José Medeiros Ferreira, então o mais jovem Ministro dos Negócios Estrangeiros do mundo, descreve minuciosamente em várias publicações os passos dados, desde a entrada no Conselho da Europa em Setembro de 1976 à recusa de modalidades intermédias que nos viriam a ser oferecidas (reafirmando, no Conselho de Ministros do Conselho da Europa, em Janeiro de 77, que Portugal só aceitaria a adesão plena), às sondagens diplomáticas e às viagens com o Primeiro Ministro às capitais dos Nove, ao Papa e a Bruxelas em Fevereiro e Março de 1977 numa ordem cuidadosamente planeada: começar pelos Estados favoráveis à nossa entrada (Reino Unido e República Federal Alemã) para depois, fortalecidos com este apoio, enfrentar as resistências da Holanda e da França. A resposta foi estrondosamente positiva e rápida.

Teresa Gouveia, na Conferência de homenagem a José Medeiros Ferreira concluía: “Quando 25 anos depois de JMF ser MNE, aconteceu que exerci as mesmas funções. (…) a política fixada por JMF tinha, de facto, passado a ser a política externa da democracia portuguesa e é esse o seu legado e aquilo que o torna único entre os MNEs do Portugal do pós-25 de Abril. JMF terminou a sua conferência sobre Mário Soares com uma pergunta: seria irreversível a política europeia por este lançada? Hoje, 36 anos volvidos sobre os acontecimentos, a resposta é inequívoca: JMF tornou-a irreversível.”

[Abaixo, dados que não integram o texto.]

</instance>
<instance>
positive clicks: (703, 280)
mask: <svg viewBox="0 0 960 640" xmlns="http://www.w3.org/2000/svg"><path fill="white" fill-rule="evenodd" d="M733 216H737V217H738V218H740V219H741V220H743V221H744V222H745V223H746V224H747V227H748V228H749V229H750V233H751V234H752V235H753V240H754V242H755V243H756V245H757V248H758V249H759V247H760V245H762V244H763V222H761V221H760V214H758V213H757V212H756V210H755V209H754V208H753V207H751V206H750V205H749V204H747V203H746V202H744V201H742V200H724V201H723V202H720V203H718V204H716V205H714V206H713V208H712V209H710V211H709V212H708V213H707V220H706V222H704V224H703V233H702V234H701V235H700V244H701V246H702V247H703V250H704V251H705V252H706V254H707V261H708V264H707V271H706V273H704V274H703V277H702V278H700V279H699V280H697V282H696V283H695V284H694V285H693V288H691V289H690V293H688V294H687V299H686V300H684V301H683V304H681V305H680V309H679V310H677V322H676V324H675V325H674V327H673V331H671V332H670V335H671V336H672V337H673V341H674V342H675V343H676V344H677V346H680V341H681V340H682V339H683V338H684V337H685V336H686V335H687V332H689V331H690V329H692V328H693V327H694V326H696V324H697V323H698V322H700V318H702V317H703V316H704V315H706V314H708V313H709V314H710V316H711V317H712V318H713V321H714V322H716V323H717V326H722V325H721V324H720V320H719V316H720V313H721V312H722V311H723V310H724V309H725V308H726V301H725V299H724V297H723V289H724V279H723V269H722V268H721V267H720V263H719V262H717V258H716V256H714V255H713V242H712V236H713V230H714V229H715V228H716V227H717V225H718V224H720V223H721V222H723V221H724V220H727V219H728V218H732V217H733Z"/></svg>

Para o bem e para o mal, JMF sentiu-se sempre especialmente responsável, não pelos termos da adesão, claro está, mas pela concepção e organização do pedido de adesão: “Por ter sido o Ministro dos Negócios Estrangeiros que organizou a operação diplomática bem sucedida que culminou com a aceitação da adesão de Portugal à Comunidade Europeia, e por ter concebido essa opção estratégica ainda nos tempos de opositor exilado do regime ditatorial que pretendia continuar a guerra colonial como única forma de subsistência internacional do Estado português, sempre me senti particularmente responsável pelos destinos da sociedade portuguesa no processo de integração europeia. Essa foi aliás uma das mais fortes razões que me levaram ao Parlamento Europeu em 1986, nos primeiros tempos da integração de Portugal nos órgãos comunitários. Quis assim participar, no órgão a que me foi possível aceder, no início de um processo a que já dedicara muito do meu tempo.”

E certamente por isso deu prioridade a terminar, entre as várias obras que tinha entre mãos nos últimos anos de vida, o livro Não Há Mapa Cor de Rosa – A História (Mal)dita da Integração Europeia.